Dunque, per i Benetton – secondo il loro pilota Castellucci – è una scelta obbligata crescere, a meno di non voler vendere, e per ora, evidentemente, non vogliono vendere. Ma crescere vuol dire crescere all’estero. Ed ecco ritornare ad Abertis. Se l’operazione con Atlantia si farà, vedrà la luce uno dei maggiori operatori autostradali del mondo – sicuramente primo in Europa – con una capitalizzazione complessiva di circa 35 miliardi di euro e un giro d’affari annuo di oltre 10 miliardi di euro. Complimenti. Pensiamo a cosa avremmo detto nel caso contrario, che cioè fosse stata Atlantia a essere ceduta ad Abertis. Apriti cielo, di nuovo con la deindustrializzazione, di nuovo col declino, con l’ammainabandiera.

La verità più complessiva è che in un quadro generale che negli ultimi anni è oggettivamente e statisticamente stato scandito dalla deindustrializzazione e degli ammainabandiera nazionali, spiccano le individualità, anche in controtendenza. A volte spicca il management, con la sua forza e la sua visione. Castellucci vuol comprare Abertis: auguri, bravo, speriamo ci riesca, sarebbe un bene per l’Italia, anche se i viadotti continuerebbero a crollare perché alle strade statali nessuno sta seriamente lavorando da anni e la fusione renziana tra Anas e Ferrovie non migliorerà le cose, e le Provincie evirate dei loro onori e oneri non fanno più manutenzione.

E se Castellucci compra in Spagna, Giuseppe Bono di Fincantieri (azienda pubblica leader mondiale con 10 anni di ordinativi acquisiti!) compra in Francia i cantieri navali europei più grandi insieme ai nostri, violando la “grandeur” francese e convincendo il governo di Parigi. Bravo anche lui. Dunque qual è l’Italia vera? Quella rinunciataria degli imprenditori che vendono o quella baldanzosa dei manager che comprano? Quella del Montepaschi che fallisce o quella di Intesa che si sviluppa e svetta in Europa? Quella di Avio che va in Borsa con un portafoglio ordini per i voli spaziali che le dà buone prospettive ultradecennali o quella di Alitalia che si avvita nella sua crisi eterna?

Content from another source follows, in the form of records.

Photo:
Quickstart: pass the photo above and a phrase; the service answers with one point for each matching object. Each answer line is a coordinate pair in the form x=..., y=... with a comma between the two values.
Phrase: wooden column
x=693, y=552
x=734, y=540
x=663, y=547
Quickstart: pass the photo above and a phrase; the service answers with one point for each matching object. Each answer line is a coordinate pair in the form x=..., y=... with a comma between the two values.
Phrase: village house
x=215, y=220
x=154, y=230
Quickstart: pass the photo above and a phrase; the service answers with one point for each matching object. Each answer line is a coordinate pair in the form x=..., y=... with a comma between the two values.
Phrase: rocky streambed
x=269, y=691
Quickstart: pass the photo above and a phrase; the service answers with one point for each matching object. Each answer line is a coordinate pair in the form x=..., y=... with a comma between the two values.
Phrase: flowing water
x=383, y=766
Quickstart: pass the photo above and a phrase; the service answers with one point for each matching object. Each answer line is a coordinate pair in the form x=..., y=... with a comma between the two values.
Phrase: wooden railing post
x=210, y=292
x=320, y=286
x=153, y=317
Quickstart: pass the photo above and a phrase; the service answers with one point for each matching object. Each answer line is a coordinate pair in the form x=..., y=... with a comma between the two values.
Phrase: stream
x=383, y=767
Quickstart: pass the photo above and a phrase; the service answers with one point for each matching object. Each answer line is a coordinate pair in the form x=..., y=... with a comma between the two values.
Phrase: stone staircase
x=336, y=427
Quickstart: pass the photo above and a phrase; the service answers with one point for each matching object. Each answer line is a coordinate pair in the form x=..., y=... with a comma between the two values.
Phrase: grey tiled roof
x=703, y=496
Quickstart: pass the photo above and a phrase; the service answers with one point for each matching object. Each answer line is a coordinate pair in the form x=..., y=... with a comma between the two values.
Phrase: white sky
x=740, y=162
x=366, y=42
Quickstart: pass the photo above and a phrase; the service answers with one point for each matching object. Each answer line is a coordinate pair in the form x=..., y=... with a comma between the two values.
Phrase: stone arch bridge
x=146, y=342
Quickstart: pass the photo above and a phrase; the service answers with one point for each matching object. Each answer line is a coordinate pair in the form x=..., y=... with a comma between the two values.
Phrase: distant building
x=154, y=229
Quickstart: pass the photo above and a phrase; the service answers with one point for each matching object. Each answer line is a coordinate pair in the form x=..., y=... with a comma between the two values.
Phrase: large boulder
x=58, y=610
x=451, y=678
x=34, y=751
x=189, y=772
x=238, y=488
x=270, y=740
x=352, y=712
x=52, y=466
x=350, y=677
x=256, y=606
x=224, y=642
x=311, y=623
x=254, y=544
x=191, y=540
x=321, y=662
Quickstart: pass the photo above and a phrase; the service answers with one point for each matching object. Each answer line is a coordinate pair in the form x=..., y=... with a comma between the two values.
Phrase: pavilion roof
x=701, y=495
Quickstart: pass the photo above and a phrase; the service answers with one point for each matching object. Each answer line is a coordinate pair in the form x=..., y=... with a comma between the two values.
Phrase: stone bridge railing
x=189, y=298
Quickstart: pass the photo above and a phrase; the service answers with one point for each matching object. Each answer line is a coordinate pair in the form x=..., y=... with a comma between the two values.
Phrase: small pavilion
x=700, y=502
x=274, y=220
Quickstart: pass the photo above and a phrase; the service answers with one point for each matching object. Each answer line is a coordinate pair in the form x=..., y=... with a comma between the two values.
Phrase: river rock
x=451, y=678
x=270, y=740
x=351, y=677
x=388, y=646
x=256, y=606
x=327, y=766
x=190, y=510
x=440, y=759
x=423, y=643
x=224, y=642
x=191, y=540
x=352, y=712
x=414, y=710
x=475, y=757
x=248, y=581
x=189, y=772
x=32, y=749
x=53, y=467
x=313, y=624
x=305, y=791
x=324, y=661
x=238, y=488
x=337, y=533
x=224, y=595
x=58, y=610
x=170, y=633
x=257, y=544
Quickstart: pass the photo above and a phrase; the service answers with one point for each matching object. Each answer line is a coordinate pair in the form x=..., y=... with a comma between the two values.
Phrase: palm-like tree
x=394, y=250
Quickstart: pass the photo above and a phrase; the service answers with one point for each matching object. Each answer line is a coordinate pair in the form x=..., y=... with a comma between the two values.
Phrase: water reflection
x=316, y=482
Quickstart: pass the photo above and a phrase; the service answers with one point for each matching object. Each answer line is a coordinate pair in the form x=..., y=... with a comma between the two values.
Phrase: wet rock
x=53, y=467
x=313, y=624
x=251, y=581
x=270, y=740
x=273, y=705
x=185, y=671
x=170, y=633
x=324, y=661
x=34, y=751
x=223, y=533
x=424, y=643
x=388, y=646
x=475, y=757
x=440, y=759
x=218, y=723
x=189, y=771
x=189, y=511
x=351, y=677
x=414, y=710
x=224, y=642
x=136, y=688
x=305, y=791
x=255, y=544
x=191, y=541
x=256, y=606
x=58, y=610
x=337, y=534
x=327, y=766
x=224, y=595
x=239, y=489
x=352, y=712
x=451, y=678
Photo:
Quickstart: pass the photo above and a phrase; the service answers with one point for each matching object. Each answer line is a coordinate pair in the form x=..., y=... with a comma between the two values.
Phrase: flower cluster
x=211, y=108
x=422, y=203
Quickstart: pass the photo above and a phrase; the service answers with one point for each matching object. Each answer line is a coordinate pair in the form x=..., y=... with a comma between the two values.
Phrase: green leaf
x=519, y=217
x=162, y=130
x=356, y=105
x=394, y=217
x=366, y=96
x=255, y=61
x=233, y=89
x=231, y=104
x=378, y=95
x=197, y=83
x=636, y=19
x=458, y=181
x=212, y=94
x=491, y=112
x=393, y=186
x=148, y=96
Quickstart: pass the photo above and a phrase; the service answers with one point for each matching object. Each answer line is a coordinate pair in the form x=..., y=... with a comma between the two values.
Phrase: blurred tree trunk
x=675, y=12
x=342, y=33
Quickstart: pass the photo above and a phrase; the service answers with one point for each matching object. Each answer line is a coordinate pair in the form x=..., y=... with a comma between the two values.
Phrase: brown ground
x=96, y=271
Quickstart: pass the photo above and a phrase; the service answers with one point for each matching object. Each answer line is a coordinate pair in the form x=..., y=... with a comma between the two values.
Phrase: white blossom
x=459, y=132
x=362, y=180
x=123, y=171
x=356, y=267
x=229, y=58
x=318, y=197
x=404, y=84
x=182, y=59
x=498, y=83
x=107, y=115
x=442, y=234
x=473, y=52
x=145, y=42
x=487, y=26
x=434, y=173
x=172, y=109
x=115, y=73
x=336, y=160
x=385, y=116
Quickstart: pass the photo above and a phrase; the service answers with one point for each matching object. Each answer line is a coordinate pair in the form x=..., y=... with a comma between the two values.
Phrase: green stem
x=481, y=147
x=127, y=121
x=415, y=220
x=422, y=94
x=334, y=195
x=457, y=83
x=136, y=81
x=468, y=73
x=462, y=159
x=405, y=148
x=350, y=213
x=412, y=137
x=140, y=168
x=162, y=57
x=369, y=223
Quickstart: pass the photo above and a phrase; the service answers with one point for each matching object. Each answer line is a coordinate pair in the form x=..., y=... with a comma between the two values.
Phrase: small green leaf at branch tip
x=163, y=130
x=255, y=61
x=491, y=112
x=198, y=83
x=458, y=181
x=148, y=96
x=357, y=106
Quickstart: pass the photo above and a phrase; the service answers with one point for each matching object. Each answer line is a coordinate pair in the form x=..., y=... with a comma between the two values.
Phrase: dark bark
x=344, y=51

L’Italia è tutta questa roba qui e anche altro. È il Paese dove la realtà, come diceva Pirandello, non ha nessun bisogno di essere verosimile, per essere vera. Il Paese indecifrabile dal Fondo monetario internazionale e dall’Unione europea, incomprensibile per gli analisti di Moody’s. Ma autentica e viva. Proviamo ancora a crederci, che ci sia un “modello italiano” sostenibile. In questo senso, il caso Atlantia-Abertis, se si concretizzasse, sarebbe un bell’esempio.